To protect providers, decontamination sometimes comes before treatment

After a powerful explosion ripped through a Texas fertilizer plant in April 2013, nearby hospitals treated hundreds of people for blast injuries. Many were also treated for exposure to anhydrous ammonia, which can severely damage the skin, eyes and lungs, and is especially toxic for children. The standard treatment is decontamination, maintaining an open airway and respiration support.

Although the Texas tragedy was an unusual event, exposure to a variety of toxic substances and particularly to spilled fuel in motor vehicle crashes is increasingly common and requires proper decontamination procedures to ensure the safety of both patients and providers.

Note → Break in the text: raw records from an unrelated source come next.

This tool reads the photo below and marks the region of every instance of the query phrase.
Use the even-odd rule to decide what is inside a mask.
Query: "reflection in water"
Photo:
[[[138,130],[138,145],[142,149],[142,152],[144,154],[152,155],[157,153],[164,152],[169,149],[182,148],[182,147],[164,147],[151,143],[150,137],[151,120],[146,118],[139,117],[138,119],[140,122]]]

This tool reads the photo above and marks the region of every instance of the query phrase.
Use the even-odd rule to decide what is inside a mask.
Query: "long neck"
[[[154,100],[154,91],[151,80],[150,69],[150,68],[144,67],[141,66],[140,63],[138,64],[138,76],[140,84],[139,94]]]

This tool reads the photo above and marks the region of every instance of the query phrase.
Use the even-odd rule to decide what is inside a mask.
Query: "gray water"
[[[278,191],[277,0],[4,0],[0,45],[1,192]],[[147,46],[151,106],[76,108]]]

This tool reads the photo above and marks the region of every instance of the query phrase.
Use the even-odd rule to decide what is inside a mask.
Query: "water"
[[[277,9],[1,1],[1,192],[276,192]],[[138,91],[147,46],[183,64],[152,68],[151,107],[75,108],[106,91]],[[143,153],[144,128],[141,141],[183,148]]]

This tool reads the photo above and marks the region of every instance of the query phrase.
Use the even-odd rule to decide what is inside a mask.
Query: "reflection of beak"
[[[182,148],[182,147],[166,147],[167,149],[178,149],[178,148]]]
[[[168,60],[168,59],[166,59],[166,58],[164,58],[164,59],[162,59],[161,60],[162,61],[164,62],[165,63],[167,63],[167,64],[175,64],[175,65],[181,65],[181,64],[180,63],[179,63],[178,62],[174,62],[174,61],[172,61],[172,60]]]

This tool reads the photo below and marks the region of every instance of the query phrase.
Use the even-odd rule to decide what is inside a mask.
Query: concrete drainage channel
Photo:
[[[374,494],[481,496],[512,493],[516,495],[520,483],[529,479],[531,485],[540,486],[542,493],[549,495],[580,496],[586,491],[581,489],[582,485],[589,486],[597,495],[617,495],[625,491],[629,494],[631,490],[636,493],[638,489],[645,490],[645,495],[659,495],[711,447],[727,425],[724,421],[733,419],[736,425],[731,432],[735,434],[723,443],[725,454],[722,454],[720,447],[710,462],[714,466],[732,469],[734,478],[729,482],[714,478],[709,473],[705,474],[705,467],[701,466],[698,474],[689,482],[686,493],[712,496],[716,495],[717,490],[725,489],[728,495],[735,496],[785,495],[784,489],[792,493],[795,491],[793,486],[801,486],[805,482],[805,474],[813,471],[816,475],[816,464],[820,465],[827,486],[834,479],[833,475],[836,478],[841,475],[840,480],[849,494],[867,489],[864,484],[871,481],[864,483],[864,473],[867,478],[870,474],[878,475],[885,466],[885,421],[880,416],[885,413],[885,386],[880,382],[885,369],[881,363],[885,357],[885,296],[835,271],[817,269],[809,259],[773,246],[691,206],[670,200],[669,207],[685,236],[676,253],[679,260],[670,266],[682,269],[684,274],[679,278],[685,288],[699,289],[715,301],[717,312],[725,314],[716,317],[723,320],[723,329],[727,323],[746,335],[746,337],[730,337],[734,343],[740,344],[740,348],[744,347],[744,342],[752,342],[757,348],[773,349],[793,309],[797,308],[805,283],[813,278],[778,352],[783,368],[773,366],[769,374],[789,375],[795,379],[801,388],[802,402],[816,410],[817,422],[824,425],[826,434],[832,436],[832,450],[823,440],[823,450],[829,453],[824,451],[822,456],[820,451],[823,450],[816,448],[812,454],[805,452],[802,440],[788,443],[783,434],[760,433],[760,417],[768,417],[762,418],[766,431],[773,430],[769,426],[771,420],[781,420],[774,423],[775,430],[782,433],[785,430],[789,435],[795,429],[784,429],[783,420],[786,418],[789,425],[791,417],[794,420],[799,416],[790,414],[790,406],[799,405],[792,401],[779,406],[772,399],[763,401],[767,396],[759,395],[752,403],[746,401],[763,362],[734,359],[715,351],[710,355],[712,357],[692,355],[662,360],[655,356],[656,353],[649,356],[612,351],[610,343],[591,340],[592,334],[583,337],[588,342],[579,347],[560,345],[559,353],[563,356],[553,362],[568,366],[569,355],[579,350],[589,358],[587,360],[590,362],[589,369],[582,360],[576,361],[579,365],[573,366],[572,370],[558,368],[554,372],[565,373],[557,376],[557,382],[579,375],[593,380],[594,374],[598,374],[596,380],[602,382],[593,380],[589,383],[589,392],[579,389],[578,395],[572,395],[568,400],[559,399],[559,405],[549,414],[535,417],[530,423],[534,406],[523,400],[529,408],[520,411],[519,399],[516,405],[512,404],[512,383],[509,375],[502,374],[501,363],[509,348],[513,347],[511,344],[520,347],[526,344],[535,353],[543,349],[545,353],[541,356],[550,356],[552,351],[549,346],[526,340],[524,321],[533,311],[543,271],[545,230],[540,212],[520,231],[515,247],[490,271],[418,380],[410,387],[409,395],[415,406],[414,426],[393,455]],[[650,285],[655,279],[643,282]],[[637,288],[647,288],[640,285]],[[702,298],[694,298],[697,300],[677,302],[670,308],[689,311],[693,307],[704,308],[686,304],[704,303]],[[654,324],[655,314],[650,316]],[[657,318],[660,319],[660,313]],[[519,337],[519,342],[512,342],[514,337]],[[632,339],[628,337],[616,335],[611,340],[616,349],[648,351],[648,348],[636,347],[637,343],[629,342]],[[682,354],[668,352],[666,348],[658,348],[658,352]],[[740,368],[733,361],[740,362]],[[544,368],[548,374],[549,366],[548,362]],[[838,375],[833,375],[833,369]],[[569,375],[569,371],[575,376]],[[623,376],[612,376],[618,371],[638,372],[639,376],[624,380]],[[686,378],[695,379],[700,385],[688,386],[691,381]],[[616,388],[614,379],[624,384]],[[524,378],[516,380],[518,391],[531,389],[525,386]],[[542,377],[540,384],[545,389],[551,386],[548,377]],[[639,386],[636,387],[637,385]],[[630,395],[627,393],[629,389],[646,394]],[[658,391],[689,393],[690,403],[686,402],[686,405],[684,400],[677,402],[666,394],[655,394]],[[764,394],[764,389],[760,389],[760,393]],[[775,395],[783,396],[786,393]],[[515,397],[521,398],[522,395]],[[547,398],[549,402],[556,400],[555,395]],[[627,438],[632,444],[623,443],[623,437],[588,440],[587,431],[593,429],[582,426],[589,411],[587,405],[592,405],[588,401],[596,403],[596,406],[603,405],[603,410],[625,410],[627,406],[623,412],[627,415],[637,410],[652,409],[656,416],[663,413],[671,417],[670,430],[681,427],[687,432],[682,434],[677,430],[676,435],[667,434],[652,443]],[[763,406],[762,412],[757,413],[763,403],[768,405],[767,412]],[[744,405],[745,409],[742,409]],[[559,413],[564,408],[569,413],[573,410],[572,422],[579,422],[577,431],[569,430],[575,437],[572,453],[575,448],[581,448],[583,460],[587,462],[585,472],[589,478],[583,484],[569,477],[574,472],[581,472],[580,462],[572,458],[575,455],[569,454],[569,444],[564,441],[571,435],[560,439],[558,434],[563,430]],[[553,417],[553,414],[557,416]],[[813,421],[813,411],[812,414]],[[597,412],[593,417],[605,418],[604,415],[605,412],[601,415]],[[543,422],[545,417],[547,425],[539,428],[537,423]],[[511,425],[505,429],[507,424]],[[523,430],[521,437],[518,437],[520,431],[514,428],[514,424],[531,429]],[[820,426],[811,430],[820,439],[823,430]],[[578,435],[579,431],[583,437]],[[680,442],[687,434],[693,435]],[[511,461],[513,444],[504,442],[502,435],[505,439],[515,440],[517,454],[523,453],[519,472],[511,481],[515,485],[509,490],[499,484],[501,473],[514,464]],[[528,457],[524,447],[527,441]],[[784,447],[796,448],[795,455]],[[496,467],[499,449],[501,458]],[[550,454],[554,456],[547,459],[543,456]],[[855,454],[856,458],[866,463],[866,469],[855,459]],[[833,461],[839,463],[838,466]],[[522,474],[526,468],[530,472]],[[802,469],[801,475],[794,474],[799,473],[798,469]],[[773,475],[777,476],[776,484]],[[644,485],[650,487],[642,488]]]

John B. Osborn, M.Sc., is operations manager for general and trauma surgery in the Department of Surgery at Mayo Clinic in Minnesota and lead administrator for mass casualty incident planning and response for Mayo Clinic operations. He says Mayo's Emergency Department (ED) has a robust set of guidelines detailing when to perform specific types of decontamination and in what order.

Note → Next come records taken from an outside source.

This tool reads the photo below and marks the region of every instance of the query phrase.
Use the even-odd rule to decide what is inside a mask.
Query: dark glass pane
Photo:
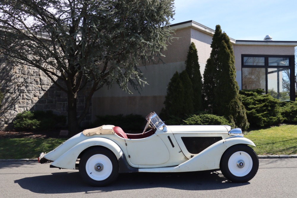
[[[264,57],[244,57],[244,65],[265,65],[265,59]]]
[[[270,66],[289,66],[289,58],[268,58],[268,65]]]
[[[265,68],[243,68],[242,89],[266,89]]]
[[[286,69],[268,69],[268,92],[282,101],[290,100],[290,70]]]

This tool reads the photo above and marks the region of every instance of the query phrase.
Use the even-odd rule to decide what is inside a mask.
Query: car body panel
[[[228,134],[231,128],[228,126],[166,126],[155,114],[153,115],[155,122],[153,123],[151,118],[148,122],[152,122],[151,126],[155,131],[148,136],[125,139],[113,132],[114,126],[104,125],[75,135],[44,158],[53,161],[54,166],[73,169],[75,169],[77,159],[86,150],[102,147],[111,151],[118,160],[122,161],[124,158],[125,164],[129,166],[127,169],[133,171],[193,171],[219,169],[222,155],[233,145],[255,146],[248,139],[232,136],[237,134],[236,131],[241,133],[240,129],[233,130],[235,132],[231,135]],[[102,131],[104,130],[106,131]],[[140,134],[137,137],[142,136]],[[192,145],[189,145],[185,140],[191,139],[191,144],[199,147],[200,143],[196,144],[196,140],[201,142],[206,137],[208,141],[210,140],[210,143],[201,150],[194,152],[189,149]]]
[[[63,169],[75,169],[75,163],[79,154],[86,149],[94,146],[108,149],[118,160],[123,155],[122,149],[113,141],[104,138],[94,137],[85,140],[76,144],[55,160],[52,165]],[[48,157],[47,155],[45,156],[46,158]]]
[[[255,146],[250,140],[243,137],[223,139],[212,145],[196,156],[179,165],[173,167],[140,169],[139,172],[171,172],[197,171],[219,169],[221,158],[224,152],[232,146],[244,144]]]

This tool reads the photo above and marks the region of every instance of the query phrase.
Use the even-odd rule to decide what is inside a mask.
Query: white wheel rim
[[[96,181],[102,181],[110,175],[112,164],[106,156],[101,154],[94,155],[87,161],[86,170],[90,178]]]
[[[229,170],[237,177],[243,177],[249,174],[253,167],[253,161],[251,156],[243,151],[233,153],[228,162]]]

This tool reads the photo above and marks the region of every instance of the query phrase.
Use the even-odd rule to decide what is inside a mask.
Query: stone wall
[[[0,59],[0,86],[4,95],[0,107],[0,129],[11,128],[16,115],[25,111],[51,110],[67,115],[67,94],[35,67],[14,66]],[[84,109],[88,89],[87,87],[78,94],[78,115]],[[90,124],[91,113],[91,107],[82,127]]]

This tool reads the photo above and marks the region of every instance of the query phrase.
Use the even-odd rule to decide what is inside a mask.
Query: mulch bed
[[[0,131],[0,138],[59,138],[62,137],[59,137],[60,131],[59,129],[42,131]]]

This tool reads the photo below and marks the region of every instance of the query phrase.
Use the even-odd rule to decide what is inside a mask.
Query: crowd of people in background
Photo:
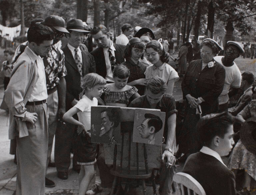
[[[256,88],[253,74],[241,74],[234,61],[246,49],[229,41],[224,55],[218,55],[222,49],[213,39],[206,39],[201,45],[186,40],[172,59],[166,39],[155,40],[150,29],[125,23],[121,30],[114,43],[102,25],[91,28],[81,20],[66,23],[50,15],[31,21],[27,41],[16,51],[4,50],[1,108],[9,113],[10,153],[17,164],[15,194],[42,195],[45,187],[55,186],[46,177],[48,166],[56,167],[58,177],[67,179],[71,152],[72,169],[80,173],[79,195],[96,194],[112,183],[103,146],[90,141],[91,107],[98,105],[160,109],[166,115],[162,167],[174,169],[175,163],[185,162],[183,172],[207,194],[235,194],[238,190],[250,194],[251,182],[256,180],[252,146]],[[176,65],[170,63],[174,61]],[[177,110],[173,88],[179,79],[183,97],[179,103],[183,106]],[[229,105],[236,95],[235,103]],[[111,130],[120,120],[106,110],[101,116],[101,136],[117,144]],[[179,120],[181,125],[176,126]],[[226,165],[221,157],[228,155]],[[159,173],[159,193],[169,194],[173,189],[166,184],[172,178],[164,169]],[[234,173],[241,170],[244,177],[236,189]]]

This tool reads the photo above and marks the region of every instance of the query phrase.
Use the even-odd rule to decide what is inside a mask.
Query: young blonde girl
[[[84,195],[94,175],[97,144],[91,143],[91,107],[98,105],[97,98],[103,93],[106,80],[95,73],[83,78],[83,93],[77,103],[63,116],[64,120],[77,125],[77,164],[81,165],[79,178],[79,195]],[[79,121],[73,116],[77,114]]]
[[[135,86],[127,85],[130,71],[125,65],[120,64],[113,71],[115,82],[107,84],[103,89],[104,101],[102,103],[106,106],[126,107],[129,102],[140,96]]]

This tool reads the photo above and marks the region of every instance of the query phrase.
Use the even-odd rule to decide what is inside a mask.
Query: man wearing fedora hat
[[[218,98],[220,112],[227,110],[229,97],[236,94],[240,87],[241,72],[234,60],[244,53],[244,50],[240,43],[230,41],[227,42],[224,56],[214,57],[216,61],[223,66],[226,70],[224,87]]]
[[[66,111],[66,86],[64,77],[67,75],[67,70],[65,64],[65,56],[60,49],[60,43],[61,38],[64,36],[65,34],[69,34],[69,32],[65,28],[65,20],[59,16],[51,15],[47,16],[41,23],[50,28],[54,34],[53,44],[51,50],[46,55],[42,56],[43,57],[43,60],[48,94],[47,103],[49,116],[49,133],[47,163],[49,166],[54,166],[54,163],[51,162],[53,138],[58,119],[62,118]],[[27,42],[18,46],[13,58],[16,59],[28,44]],[[55,184],[53,181],[46,177],[45,186],[53,187],[55,186]]]
[[[124,61],[125,46],[113,43],[107,28],[102,25],[94,27],[91,34],[99,46],[91,52],[96,63],[96,72],[107,82],[113,83],[113,69],[117,64]]]
[[[82,44],[84,30],[83,21],[72,19],[67,23],[69,32],[68,43],[62,50],[65,55],[65,64],[67,75],[65,77],[67,90],[66,109],[68,111],[75,105],[82,92],[82,78],[87,74],[96,72],[93,56],[87,51],[86,46]],[[77,115],[74,117],[78,120]],[[58,177],[62,179],[68,178],[68,171],[70,164],[70,152],[73,149],[73,169],[80,170],[77,164],[76,138],[77,126],[67,123],[65,128],[57,128],[55,135],[55,162]]]

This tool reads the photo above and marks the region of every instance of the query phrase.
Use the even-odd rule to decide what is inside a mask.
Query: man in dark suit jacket
[[[91,31],[91,34],[99,46],[91,52],[95,59],[96,72],[105,78],[107,82],[113,82],[111,66],[113,68],[114,65],[111,64],[109,52],[111,51],[111,54],[114,56],[115,64],[120,64],[124,61],[123,55],[125,46],[113,43],[107,28],[102,25],[94,27]]]
[[[198,123],[204,146],[189,156],[182,172],[195,179],[207,195],[236,194],[235,175],[220,157],[228,155],[234,144],[233,124],[226,113],[207,115]]]
[[[96,72],[93,56],[86,51],[85,46],[82,44],[84,33],[86,32],[83,22],[81,20],[71,19],[67,23],[67,29],[70,33],[70,37],[68,45],[62,49],[65,55],[67,73],[65,77],[66,111],[75,105],[79,100],[79,95],[82,92],[83,76],[88,73]],[[77,115],[74,117],[78,120]],[[68,123],[65,128],[58,127],[56,131],[55,162],[58,176],[63,179],[68,178],[71,148],[74,154],[73,168],[77,171],[80,169],[80,166],[77,164],[77,127]]]

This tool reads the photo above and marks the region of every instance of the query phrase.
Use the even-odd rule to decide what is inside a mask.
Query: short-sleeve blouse
[[[162,78],[167,83],[168,81],[173,79],[179,79],[178,73],[169,64],[164,62],[159,67],[155,65],[147,67],[145,73],[146,78],[151,78],[156,76]]]
[[[128,105],[130,98],[137,92],[138,89],[134,86],[123,91],[110,91],[109,88],[104,87],[103,88],[104,101],[106,103],[118,103]]]

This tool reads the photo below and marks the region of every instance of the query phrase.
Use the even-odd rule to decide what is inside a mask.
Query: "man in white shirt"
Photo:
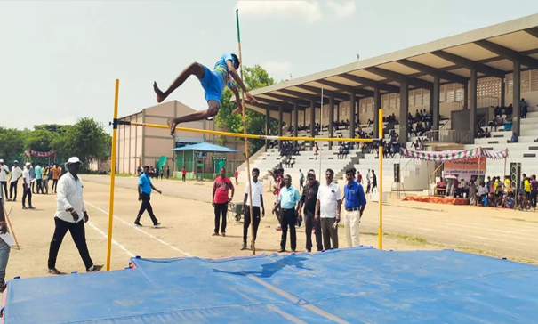
[[[68,231],[73,237],[75,246],[84,263],[84,267],[88,272],[96,272],[102,269],[102,265],[95,265],[90,257],[88,246],[86,245],[86,235],[84,231],[84,223],[90,218],[84,207],[84,200],[82,195],[84,185],[82,180],[78,177],[82,162],[76,157],[70,158],[66,163],[66,168],[68,172],[58,181],[58,201],[56,214],[54,215],[54,235],[51,241],[49,249],[49,273],[61,274],[56,269],[56,258],[58,250],[61,246],[61,241]],[[83,215],[81,217],[81,215]],[[84,222],[82,222],[84,220]]]
[[[36,209],[34,208],[34,207],[32,206],[32,190],[30,189],[31,186],[31,176],[30,176],[30,167],[32,166],[32,164],[29,162],[26,163],[26,167],[24,168],[24,171],[22,171],[22,209]],[[26,207],[26,198],[28,197],[28,207],[27,208]]]
[[[4,164],[4,160],[0,158],[0,191],[4,188],[4,197],[7,198],[7,175],[9,174],[9,167]],[[0,192],[2,194],[2,192]]]
[[[8,232],[8,229],[5,223],[5,215],[4,214],[2,189],[0,189],[0,233],[5,234],[6,232]],[[5,268],[7,268],[11,249],[11,247],[0,239],[0,293],[5,290]]]
[[[253,168],[252,182],[253,191],[253,215],[254,219],[254,242],[256,242],[256,234],[258,233],[258,226],[260,226],[260,207],[261,207],[261,217],[265,216],[265,207],[263,207],[263,183],[258,181],[260,176],[260,170]],[[248,197],[249,184],[245,183],[245,198],[243,198],[243,210],[245,211],[245,220],[243,222],[243,247],[242,250],[246,249],[246,237],[248,236],[248,231],[250,230],[250,198]],[[251,244],[251,248],[253,246]]]
[[[19,167],[19,162],[13,161],[13,167],[12,167],[12,177],[10,178],[10,198],[9,201],[17,201],[17,184],[19,179],[22,176],[22,170]],[[15,190],[15,196],[12,196],[13,190]]]
[[[334,171],[327,169],[325,182],[320,184],[316,202],[316,221],[321,218],[321,231],[323,232],[323,246],[325,250],[338,248],[338,223],[340,223],[340,208],[341,205],[341,193],[340,187],[333,182]]]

"Some agents are more dangerous than others, so although in many cases you want to treat the injury first, in others, you decontaminate first because the threat to responders is so great. With any kind of chemical, gas or ammonia, you decontaminate first. The same is true of radiological contamination," he says.

Mayo also has specific protocols for handling various types of contaminated items. For example, gasoline-soaked clothing is sealed in plastic bags and deposited in 55-gallon drums, which are then disposed of by waste management companies.

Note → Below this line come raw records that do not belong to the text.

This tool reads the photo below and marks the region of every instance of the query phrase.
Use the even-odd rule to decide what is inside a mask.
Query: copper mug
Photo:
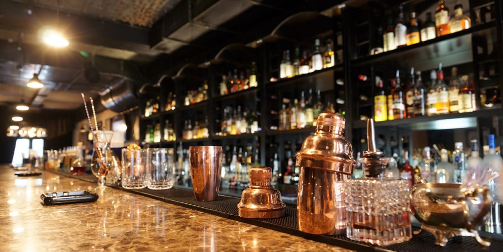
[[[222,146],[191,146],[189,152],[196,200],[216,200],[222,171]]]

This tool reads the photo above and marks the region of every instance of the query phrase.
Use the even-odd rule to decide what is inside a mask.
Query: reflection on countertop
[[[44,192],[87,190],[97,202],[44,206]],[[57,175],[0,165],[0,251],[350,251]]]

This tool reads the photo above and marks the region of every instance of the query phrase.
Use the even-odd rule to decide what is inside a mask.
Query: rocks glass
[[[169,189],[173,187],[175,165],[173,148],[147,149],[148,162],[147,187],[149,189]]]

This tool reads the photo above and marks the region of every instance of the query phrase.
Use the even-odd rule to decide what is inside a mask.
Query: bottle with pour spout
[[[348,238],[380,246],[412,237],[406,180],[384,177],[391,158],[376,147],[374,121],[367,122],[368,150],[358,161],[366,178],[346,182]]]
[[[315,234],[344,233],[346,228],[344,182],[356,164],[351,144],[344,138],[346,120],[321,113],[314,135],[297,153],[300,167],[297,205],[299,229]]]

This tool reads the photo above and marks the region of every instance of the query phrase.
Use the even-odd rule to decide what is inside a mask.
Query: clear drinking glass
[[[122,149],[122,187],[139,189],[147,187],[147,149]]]
[[[169,189],[175,183],[175,158],[173,148],[147,149],[148,161],[147,187],[149,189]]]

In standard decontamination, soiled clothing is removed and ambulatory patients wash thoroughly with soap and water in special showers in the ED. For nonambulatory patients who arrive on a cart or backboard, a provider team does the cleansing, taking special care to protect the airway.

Instances of mass contamination are relatively rare, but when they occur, hospitals often use tents and an assembly-line process to treat as many patients at a time as possible. Decontamination usually begins in the field, though. "Fire departments do a lot of hazardous response in the field, and patients would usually be decontaminated before leaving the hot zone," Osborn says. "That's a good first step, and it's essential so responders aren't placed at risk."

For the same reason, patients should be decontaminated before transfer to a higher level of care. "Transferring a patient in gasoline-soaked clothes is a bad deal. You don't want an ambulance full of fumes so the ambulance crew gets lightheaded and suddenly they're victims, too," Osborn points out.

The problem can be compounded by olfactory fatigue — the inability to distinguish a particular odor after prolonged exposure. Osborn explains, "We all know what gas smells like. But we can get used to it fairly quickly, so we have to maintain a level of suspicion, especially if there are multiple patients. There may be contamination without a discernible odor, or we may become sensitized to it. Providers have to remain vigilant and take precautions like wearing a face shield or mask."

Decon for kids

Children add a special element to the decontamination process. Their small size means they can be decontaminated more quickly and easily than adults, but it also means toxic substances they've absorbed may be more concentrated. More important, children don't have an adult's ability to cope with stress and anxiety.

"It's hard enough for well-adjusted adults with strong coping skills to deal with accident and injury," Osborn says. "Imagine how much harder that is for a child — separated from parents, surrounded by strangers in suits. Kids have different stressors and different coping mechanisms, and we always have to be aware of that."